Des installations sanitaires doivent permettre les mesures d'hygiène générale : lavage des mains fréquent avec moyens adaptés, douche en fin de poste, douches oculaires.
Une trousse de secours régulièrement contrôlée et approvisionnée doit permettre des soins rapides de toute blessure, même légère. Il faut  disposer d’une trousse de secours avec des produits non périmés, en particulier pour désinfecter soigneusement et panser immédiatement toute plaie cutanée.

  • Des mesures de formation aux risques

La multiplicité, la fréquence et la gravité des accidents du travail et maladies professionnelles dans les métiers de jardinier et de paysagiste nécessitent d’entreprendre des actions de sensibilisation et de formation des travailleurs à la sécurité. En particulier, pour le personnel saisonnier, des séances minimales d’information sur les risques et les moyens de les prévenir (notamment pour les dorsalgies, tendinites, coupures, coups de soleil, projections oculaires…) doivent être organisées.

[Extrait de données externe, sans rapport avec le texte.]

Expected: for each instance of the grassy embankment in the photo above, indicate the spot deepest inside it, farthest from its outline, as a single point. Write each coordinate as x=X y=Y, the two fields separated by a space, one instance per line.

    • Formation du personnel sur les risques phytosanitaires et sur les dangers des produits utilisés et sur les moyens de se protéger (par exemple savoir lire attentivement l‘étiquette du contenant des produits et connaître les symboles présents sur les récipients, utiliser les E.P.I adéquats),
    • Formation sur les premiers secours pour pallier les conséquences d'un éventuel accident de travail
    • Formation PRAP (Prévention des Risques liés à l'Activité Physique) pour prévenir les risques liés aux manutentions manuelles. Il s’agit d’apprendre les bonnes postures de travail,  les positions articulaires adéquates, en appliquant les principes de base de sécurité physique et d’économie d’effort.
    • Formation à la mise en œuvre et à l'utilisation des équipements de protection individuelle.
    • Formation aux  règles hygièno-diététiques.